Un hombre cualquiera se pierde por las oficinas del Palacio de Telecomunicaciones
hasta alcanzar la azotea, desde donde observa, celestialmente, el trasiego de
la plaza.
El subsuelo de la ciudad oculta oscuros túneles metropolitanos,
inexplorados restos arqueológicos, heredados estacionamientos de parking y hasta
valiosos tesoros acorazados. Allí mismo, bajo el asfalto entre los arcos de la
Puerta de Alcalá y la cúpula de Metrópolis, se agazapan los tesoros de los
búnker del Banco de España. Este submundo se vigila por sofisticados sistemas
antirrobo, pero, sin duda, el más persuasivo lo activa la diosa Cibeles.

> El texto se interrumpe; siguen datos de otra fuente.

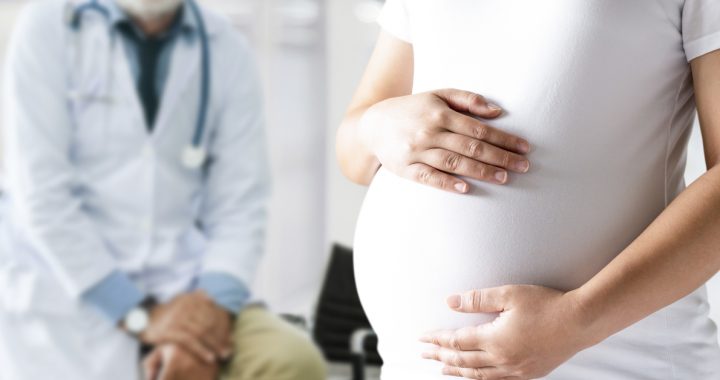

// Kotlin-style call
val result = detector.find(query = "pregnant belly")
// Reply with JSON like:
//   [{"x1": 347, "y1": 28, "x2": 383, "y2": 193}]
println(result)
[{"x1": 355, "y1": 169, "x2": 659, "y2": 363}]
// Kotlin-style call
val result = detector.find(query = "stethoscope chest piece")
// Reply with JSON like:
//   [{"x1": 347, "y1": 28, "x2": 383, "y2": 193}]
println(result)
[{"x1": 182, "y1": 145, "x2": 207, "y2": 169}]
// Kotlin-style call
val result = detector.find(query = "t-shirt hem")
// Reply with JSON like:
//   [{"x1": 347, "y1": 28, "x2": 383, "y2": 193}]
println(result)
[{"x1": 685, "y1": 31, "x2": 720, "y2": 62}]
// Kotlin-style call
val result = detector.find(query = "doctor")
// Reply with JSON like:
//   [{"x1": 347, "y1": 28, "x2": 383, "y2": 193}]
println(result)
[{"x1": 0, "y1": 0, "x2": 324, "y2": 380}]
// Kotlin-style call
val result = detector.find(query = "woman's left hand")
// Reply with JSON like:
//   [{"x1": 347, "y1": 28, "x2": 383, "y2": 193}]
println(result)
[{"x1": 420, "y1": 285, "x2": 598, "y2": 380}]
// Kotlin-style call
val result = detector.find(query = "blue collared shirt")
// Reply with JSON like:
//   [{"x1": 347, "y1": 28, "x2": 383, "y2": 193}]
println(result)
[{"x1": 83, "y1": 2, "x2": 250, "y2": 322}]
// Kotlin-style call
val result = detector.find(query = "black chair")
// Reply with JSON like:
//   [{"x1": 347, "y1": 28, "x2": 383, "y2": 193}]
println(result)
[{"x1": 313, "y1": 244, "x2": 382, "y2": 380}]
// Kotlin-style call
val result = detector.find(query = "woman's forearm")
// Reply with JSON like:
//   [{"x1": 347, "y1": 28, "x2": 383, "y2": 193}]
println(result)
[
  {"x1": 335, "y1": 107, "x2": 380, "y2": 185},
  {"x1": 571, "y1": 165, "x2": 720, "y2": 343}
]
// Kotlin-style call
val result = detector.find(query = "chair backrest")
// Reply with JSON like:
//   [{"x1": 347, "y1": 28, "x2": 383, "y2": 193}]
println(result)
[{"x1": 313, "y1": 244, "x2": 382, "y2": 365}]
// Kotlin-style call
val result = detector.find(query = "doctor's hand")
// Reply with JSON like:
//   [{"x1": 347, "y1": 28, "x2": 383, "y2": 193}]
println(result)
[
  {"x1": 420, "y1": 285, "x2": 598, "y2": 380},
  {"x1": 143, "y1": 344, "x2": 220, "y2": 380},
  {"x1": 140, "y1": 291, "x2": 233, "y2": 363},
  {"x1": 358, "y1": 89, "x2": 530, "y2": 193}
]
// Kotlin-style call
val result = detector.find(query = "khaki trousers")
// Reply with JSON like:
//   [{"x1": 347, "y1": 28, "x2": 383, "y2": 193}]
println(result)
[{"x1": 220, "y1": 305, "x2": 327, "y2": 380}]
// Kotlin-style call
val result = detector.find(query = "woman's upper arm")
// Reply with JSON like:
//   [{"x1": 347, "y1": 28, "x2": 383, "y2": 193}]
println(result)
[
  {"x1": 348, "y1": 31, "x2": 414, "y2": 114},
  {"x1": 690, "y1": 50, "x2": 720, "y2": 169}
]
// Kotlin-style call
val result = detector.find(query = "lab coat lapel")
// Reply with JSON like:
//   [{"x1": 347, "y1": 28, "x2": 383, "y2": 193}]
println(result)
[
  {"x1": 112, "y1": 35, "x2": 148, "y2": 139},
  {"x1": 155, "y1": 37, "x2": 200, "y2": 135}
]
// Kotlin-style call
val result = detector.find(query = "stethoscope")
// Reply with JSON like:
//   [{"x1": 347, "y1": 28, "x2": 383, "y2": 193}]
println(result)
[{"x1": 67, "y1": 0, "x2": 210, "y2": 169}]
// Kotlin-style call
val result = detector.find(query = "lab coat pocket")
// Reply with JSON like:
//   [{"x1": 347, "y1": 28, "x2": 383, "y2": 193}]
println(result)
[
  {"x1": 72, "y1": 94, "x2": 112, "y2": 159},
  {"x1": 0, "y1": 263, "x2": 80, "y2": 316}
]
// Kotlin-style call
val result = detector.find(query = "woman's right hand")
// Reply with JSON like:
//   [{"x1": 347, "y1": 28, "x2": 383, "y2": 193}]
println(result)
[{"x1": 358, "y1": 89, "x2": 530, "y2": 193}]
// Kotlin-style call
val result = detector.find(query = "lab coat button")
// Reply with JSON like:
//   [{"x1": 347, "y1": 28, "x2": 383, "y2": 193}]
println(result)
[
  {"x1": 140, "y1": 219, "x2": 152, "y2": 232},
  {"x1": 142, "y1": 145, "x2": 153, "y2": 160}
]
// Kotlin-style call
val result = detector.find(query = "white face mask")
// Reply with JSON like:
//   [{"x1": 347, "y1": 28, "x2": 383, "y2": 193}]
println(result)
[{"x1": 115, "y1": 0, "x2": 183, "y2": 21}]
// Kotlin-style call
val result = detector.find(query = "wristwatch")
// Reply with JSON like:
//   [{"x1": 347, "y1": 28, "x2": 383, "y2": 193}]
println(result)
[{"x1": 122, "y1": 297, "x2": 157, "y2": 337}]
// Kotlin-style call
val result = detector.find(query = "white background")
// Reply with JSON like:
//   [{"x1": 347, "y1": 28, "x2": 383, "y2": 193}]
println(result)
[{"x1": 0, "y1": 0, "x2": 720, "y2": 338}]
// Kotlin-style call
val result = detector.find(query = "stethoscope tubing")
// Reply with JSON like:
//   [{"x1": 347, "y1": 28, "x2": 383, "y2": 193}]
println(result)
[{"x1": 67, "y1": 0, "x2": 211, "y2": 168}]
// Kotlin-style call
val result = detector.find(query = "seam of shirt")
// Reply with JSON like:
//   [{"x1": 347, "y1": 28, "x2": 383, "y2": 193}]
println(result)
[{"x1": 663, "y1": 72, "x2": 689, "y2": 208}]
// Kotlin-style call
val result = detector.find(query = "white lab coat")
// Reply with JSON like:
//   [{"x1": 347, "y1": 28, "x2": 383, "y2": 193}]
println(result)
[{"x1": 0, "y1": 0, "x2": 268, "y2": 380}]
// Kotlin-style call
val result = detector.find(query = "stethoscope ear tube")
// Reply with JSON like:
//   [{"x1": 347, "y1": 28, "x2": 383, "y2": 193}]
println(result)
[{"x1": 183, "y1": 0, "x2": 211, "y2": 169}]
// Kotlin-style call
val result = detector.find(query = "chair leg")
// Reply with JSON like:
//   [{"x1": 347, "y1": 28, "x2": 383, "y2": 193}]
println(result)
[
  {"x1": 350, "y1": 329, "x2": 375, "y2": 380},
  {"x1": 352, "y1": 354, "x2": 365, "y2": 380}
]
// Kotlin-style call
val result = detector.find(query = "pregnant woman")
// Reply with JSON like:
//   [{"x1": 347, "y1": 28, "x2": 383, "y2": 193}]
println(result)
[{"x1": 337, "y1": 0, "x2": 720, "y2": 380}]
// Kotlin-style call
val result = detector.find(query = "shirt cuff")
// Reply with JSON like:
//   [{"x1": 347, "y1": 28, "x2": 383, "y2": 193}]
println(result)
[
  {"x1": 82, "y1": 270, "x2": 145, "y2": 324},
  {"x1": 197, "y1": 272, "x2": 250, "y2": 314}
]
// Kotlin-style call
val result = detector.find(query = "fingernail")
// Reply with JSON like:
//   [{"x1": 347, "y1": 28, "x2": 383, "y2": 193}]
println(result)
[
  {"x1": 513, "y1": 160, "x2": 530, "y2": 173},
  {"x1": 447, "y1": 294, "x2": 462, "y2": 309},
  {"x1": 487, "y1": 103, "x2": 502, "y2": 112},
  {"x1": 517, "y1": 141, "x2": 530, "y2": 153}
]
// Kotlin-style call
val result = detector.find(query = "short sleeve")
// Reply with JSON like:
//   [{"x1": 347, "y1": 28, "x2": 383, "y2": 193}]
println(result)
[
  {"x1": 682, "y1": 0, "x2": 720, "y2": 61},
  {"x1": 377, "y1": 0, "x2": 412, "y2": 43}
]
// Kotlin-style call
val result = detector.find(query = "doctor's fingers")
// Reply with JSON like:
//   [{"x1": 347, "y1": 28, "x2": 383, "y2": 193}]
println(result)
[
  {"x1": 422, "y1": 347, "x2": 495, "y2": 368},
  {"x1": 158, "y1": 330, "x2": 220, "y2": 363},
  {"x1": 183, "y1": 323, "x2": 232, "y2": 359},
  {"x1": 433, "y1": 132, "x2": 530, "y2": 173},
  {"x1": 443, "y1": 113, "x2": 530, "y2": 154},
  {"x1": 418, "y1": 148, "x2": 508, "y2": 185},
  {"x1": 143, "y1": 349, "x2": 162, "y2": 380}
]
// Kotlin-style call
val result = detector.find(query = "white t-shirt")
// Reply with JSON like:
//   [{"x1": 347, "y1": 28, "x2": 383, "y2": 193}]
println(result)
[{"x1": 355, "y1": 0, "x2": 720, "y2": 380}]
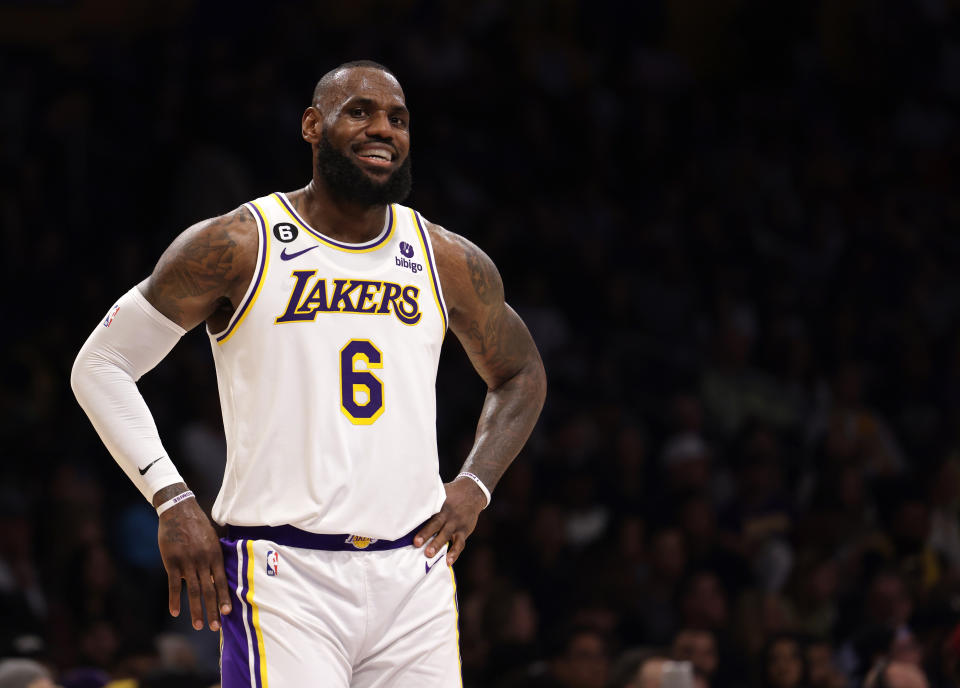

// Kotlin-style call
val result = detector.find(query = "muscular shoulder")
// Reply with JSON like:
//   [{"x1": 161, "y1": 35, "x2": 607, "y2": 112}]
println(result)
[
  {"x1": 140, "y1": 206, "x2": 259, "y2": 329},
  {"x1": 426, "y1": 222, "x2": 503, "y2": 312}
]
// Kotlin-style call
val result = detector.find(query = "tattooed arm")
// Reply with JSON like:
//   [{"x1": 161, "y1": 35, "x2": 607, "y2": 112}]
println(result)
[
  {"x1": 138, "y1": 207, "x2": 258, "y2": 630},
  {"x1": 70, "y1": 208, "x2": 258, "y2": 630},
  {"x1": 414, "y1": 223, "x2": 547, "y2": 564}
]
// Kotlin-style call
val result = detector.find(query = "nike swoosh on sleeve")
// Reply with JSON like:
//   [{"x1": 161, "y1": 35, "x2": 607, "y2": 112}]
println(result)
[{"x1": 137, "y1": 456, "x2": 163, "y2": 475}]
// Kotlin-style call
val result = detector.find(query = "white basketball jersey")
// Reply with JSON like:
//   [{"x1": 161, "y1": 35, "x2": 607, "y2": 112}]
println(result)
[{"x1": 210, "y1": 193, "x2": 447, "y2": 540}]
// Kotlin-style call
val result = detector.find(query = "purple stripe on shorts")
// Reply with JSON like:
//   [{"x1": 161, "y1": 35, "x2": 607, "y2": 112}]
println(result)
[
  {"x1": 220, "y1": 538, "x2": 250, "y2": 688},
  {"x1": 227, "y1": 521, "x2": 426, "y2": 552}
]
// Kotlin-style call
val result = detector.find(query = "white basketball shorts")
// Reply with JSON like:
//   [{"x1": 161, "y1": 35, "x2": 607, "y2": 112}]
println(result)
[{"x1": 220, "y1": 526, "x2": 462, "y2": 688}]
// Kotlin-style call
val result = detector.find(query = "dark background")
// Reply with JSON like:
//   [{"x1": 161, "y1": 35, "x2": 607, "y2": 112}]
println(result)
[{"x1": 0, "y1": 0, "x2": 960, "y2": 688}]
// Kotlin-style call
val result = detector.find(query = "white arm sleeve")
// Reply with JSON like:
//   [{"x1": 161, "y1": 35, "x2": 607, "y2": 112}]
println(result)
[{"x1": 70, "y1": 287, "x2": 186, "y2": 502}]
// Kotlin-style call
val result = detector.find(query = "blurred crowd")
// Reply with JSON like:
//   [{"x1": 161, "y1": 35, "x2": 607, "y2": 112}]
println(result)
[{"x1": 0, "y1": 0, "x2": 960, "y2": 688}]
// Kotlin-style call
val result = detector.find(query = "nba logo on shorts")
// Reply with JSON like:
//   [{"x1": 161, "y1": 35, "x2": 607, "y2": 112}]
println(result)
[
  {"x1": 267, "y1": 549, "x2": 280, "y2": 576},
  {"x1": 344, "y1": 535, "x2": 377, "y2": 549}
]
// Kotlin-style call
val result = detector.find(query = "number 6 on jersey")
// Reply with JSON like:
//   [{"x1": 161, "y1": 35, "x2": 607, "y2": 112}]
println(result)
[{"x1": 340, "y1": 339, "x2": 383, "y2": 425}]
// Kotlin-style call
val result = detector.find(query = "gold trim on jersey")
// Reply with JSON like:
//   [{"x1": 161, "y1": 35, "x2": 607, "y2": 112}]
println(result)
[
  {"x1": 272, "y1": 193, "x2": 397, "y2": 253},
  {"x1": 409, "y1": 208, "x2": 449, "y2": 337},
  {"x1": 216, "y1": 201, "x2": 270, "y2": 344}
]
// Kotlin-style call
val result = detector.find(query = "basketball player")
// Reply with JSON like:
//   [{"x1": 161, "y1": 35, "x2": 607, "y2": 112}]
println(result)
[{"x1": 72, "y1": 61, "x2": 546, "y2": 688}]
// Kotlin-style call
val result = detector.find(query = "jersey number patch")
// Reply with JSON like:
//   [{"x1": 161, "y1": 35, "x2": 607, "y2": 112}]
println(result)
[{"x1": 340, "y1": 339, "x2": 384, "y2": 425}]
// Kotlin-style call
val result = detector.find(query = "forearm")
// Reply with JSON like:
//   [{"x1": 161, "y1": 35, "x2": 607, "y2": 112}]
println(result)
[
  {"x1": 70, "y1": 289, "x2": 183, "y2": 501},
  {"x1": 462, "y1": 356, "x2": 547, "y2": 491}
]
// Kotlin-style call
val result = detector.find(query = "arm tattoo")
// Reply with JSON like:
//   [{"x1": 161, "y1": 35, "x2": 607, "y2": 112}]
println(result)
[{"x1": 464, "y1": 246, "x2": 499, "y2": 306}]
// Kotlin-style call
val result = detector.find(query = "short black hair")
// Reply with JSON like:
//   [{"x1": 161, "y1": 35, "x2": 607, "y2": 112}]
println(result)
[{"x1": 310, "y1": 60, "x2": 396, "y2": 105}]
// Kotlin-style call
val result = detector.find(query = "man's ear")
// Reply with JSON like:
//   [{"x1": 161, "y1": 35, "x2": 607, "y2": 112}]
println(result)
[{"x1": 300, "y1": 106, "x2": 323, "y2": 143}]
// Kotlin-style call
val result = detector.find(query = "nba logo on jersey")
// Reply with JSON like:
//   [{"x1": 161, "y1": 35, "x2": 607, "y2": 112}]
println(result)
[
  {"x1": 344, "y1": 535, "x2": 377, "y2": 549},
  {"x1": 103, "y1": 304, "x2": 120, "y2": 327},
  {"x1": 267, "y1": 549, "x2": 280, "y2": 576}
]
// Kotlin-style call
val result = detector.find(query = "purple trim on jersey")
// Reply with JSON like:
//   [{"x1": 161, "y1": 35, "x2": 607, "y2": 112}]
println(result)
[
  {"x1": 217, "y1": 203, "x2": 268, "y2": 342},
  {"x1": 227, "y1": 524, "x2": 423, "y2": 552},
  {"x1": 220, "y1": 538, "x2": 250, "y2": 688},
  {"x1": 413, "y1": 210, "x2": 448, "y2": 332},
  {"x1": 273, "y1": 193, "x2": 397, "y2": 251}
]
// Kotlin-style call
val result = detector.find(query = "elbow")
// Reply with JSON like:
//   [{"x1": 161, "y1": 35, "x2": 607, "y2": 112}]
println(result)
[
  {"x1": 533, "y1": 355, "x2": 547, "y2": 413},
  {"x1": 70, "y1": 349, "x2": 89, "y2": 406}
]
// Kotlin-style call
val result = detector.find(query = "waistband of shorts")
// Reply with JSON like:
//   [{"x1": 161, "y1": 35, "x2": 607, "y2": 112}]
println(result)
[{"x1": 227, "y1": 524, "x2": 422, "y2": 552}]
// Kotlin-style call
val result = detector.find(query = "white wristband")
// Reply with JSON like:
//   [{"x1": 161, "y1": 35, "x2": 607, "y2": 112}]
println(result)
[
  {"x1": 157, "y1": 490, "x2": 193, "y2": 516},
  {"x1": 454, "y1": 471, "x2": 490, "y2": 509}
]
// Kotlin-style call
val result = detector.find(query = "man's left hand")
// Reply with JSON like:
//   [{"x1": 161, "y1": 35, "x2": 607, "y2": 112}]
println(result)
[{"x1": 413, "y1": 478, "x2": 487, "y2": 566}]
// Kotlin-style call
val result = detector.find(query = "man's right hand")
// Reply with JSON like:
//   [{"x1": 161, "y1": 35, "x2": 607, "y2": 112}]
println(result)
[{"x1": 153, "y1": 483, "x2": 231, "y2": 631}]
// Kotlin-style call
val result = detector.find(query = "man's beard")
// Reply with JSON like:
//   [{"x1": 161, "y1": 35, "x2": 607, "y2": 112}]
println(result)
[{"x1": 317, "y1": 135, "x2": 413, "y2": 208}]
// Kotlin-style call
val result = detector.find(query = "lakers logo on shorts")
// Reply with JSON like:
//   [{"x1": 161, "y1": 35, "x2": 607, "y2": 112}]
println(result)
[{"x1": 344, "y1": 535, "x2": 377, "y2": 549}]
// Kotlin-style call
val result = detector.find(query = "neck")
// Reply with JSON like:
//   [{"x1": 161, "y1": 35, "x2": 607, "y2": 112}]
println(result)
[{"x1": 290, "y1": 177, "x2": 387, "y2": 244}]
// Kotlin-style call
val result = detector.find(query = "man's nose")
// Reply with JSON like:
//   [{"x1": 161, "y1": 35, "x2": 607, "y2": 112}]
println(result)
[{"x1": 367, "y1": 110, "x2": 393, "y2": 139}]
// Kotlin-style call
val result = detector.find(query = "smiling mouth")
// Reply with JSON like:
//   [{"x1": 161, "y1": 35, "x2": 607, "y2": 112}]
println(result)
[{"x1": 356, "y1": 146, "x2": 396, "y2": 166}]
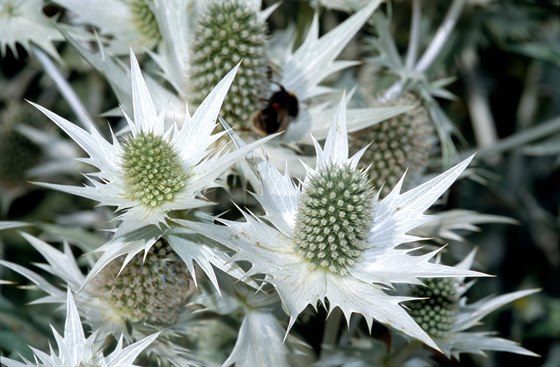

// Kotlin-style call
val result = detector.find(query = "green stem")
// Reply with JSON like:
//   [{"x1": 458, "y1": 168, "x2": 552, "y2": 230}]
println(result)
[
  {"x1": 462, "y1": 116, "x2": 560, "y2": 158},
  {"x1": 32, "y1": 46, "x2": 94, "y2": 131}
]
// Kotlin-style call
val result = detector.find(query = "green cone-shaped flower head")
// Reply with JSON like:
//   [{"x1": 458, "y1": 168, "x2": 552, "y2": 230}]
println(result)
[
  {"x1": 350, "y1": 94, "x2": 436, "y2": 195},
  {"x1": 408, "y1": 278, "x2": 459, "y2": 338},
  {"x1": 191, "y1": 0, "x2": 268, "y2": 126},
  {"x1": 123, "y1": 133, "x2": 188, "y2": 208},
  {"x1": 91, "y1": 241, "x2": 196, "y2": 326},
  {"x1": 0, "y1": 103, "x2": 41, "y2": 188},
  {"x1": 127, "y1": 0, "x2": 161, "y2": 45},
  {"x1": 294, "y1": 164, "x2": 374, "y2": 275}
]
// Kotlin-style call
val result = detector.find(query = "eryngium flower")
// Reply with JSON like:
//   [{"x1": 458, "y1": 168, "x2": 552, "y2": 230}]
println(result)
[
  {"x1": 0, "y1": 102, "x2": 42, "y2": 189},
  {"x1": 407, "y1": 251, "x2": 538, "y2": 359},
  {"x1": 350, "y1": 94, "x2": 437, "y2": 195},
  {"x1": 31, "y1": 52, "x2": 272, "y2": 236},
  {"x1": 0, "y1": 290, "x2": 159, "y2": 367},
  {"x1": 179, "y1": 99, "x2": 486, "y2": 348},
  {"x1": 0, "y1": 0, "x2": 64, "y2": 61},
  {"x1": 190, "y1": 0, "x2": 268, "y2": 126}
]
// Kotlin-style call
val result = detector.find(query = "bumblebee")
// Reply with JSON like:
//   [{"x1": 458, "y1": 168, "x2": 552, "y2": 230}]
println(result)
[{"x1": 251, "y1": 84, "x2": 299, "y2": 136}]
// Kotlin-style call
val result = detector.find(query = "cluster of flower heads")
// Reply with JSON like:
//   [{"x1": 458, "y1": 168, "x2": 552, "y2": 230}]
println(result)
[{"x1": 0, "y1": 0, "x2": 534, "y2": 366}]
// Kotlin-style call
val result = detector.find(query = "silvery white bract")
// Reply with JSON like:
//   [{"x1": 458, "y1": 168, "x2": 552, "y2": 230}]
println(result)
[
  {"x1": 0, "y1": 234, "x2": 200, "y2": 367},
  {"x1": 0, "y1": 0, "x2": 64, "y2": 62},
  {"x1": 178, "y1": 98, "x2": 482, "y2": 349},
  {"x1": 0, "y1": 290, "x2": 159, "y2": 367},
  {"x1": 31, "y1": 53, "x2": 272, "y2": 236}
]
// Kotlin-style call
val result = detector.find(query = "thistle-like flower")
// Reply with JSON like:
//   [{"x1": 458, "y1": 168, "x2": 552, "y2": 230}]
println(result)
[
  {"x1": 350, "y1": 94, "x2": 437, "y2": 195},
  {"x1": 0, "y1": 0, "x2": 64, "y2": 61},
  {"x1": 30, "y1": 52, "x2": 272, "y2": 237},
  {"x1": 407, "y1": 251, "x2": 538, "y2": 359},
  {"x1": 54, "y1": 0, "x2": 161, "y2": 54},
  {"x1": 179, "y1": 99, "x2": 481, "y2": 348},
  {"x1": 0, "y1": 103, "x2": 41, "y2": 213},
  {"x1": 0, "y1": 290, "x2": 159, "y2": 367},
  {"x1": 0, "y1": 233, "x2": 203, "y2": 367}
]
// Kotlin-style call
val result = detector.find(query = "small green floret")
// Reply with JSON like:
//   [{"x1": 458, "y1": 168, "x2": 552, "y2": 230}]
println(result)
[
  {"x1": 294, "y1": 165, "x2": 374, "y2": 275},
  {"x1": 123, "y1": 133, "x2": 188, "y2": 208},
  {"x1": 190, "y1": 0, "x2": 269, "y2": 126},
  {"x1": 407, "y1": 278, "x2": 459, "y2": 338}
]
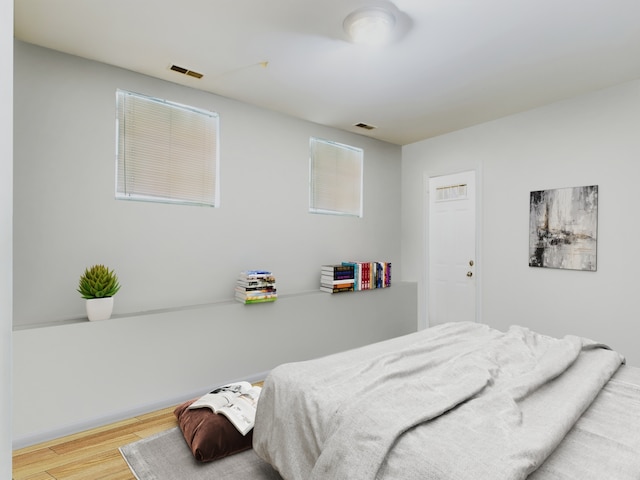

El emplazamiento de estos búnker les permite un singular sistema contra los
asaltos al interior de las bodegas. El aviso de intrusos activa un mecanismo
que filtra el agua de la fuente de la Cibeles hasta inundar las estancias;
ahogando las cleptómanas aspiraciones de los amigos de lo ajeno. Sin embargo, el
acuático sistema resbala sobre las impermeables hojas de la valiosa Caja de las
Letras. Allí la fuente de la eterna juventud alimenta las letras de Matute, los
celuloides de Berlanga, los personajes de Espert o los pasos de Ullate. Estos y
otros muchos representantes del arte se encapsulan contra el tiempo bajo la instructiva
mirada del mismísimo Cervantes. El creador de Don Quijote atesora las llaves
que guardan los objetos que inspiraron a los artistas. Junto a las marcadas herraduras
de Rocinante, el camino abierto por los dueños de las capsulas inspirarán las
pisadas de los que aún no saben ni caminar.
Y así un hombre cualquiera alerta del asalto al Banco de España al observar
un inesperado vaciado de las pezuñas de los leones de la Cibeles.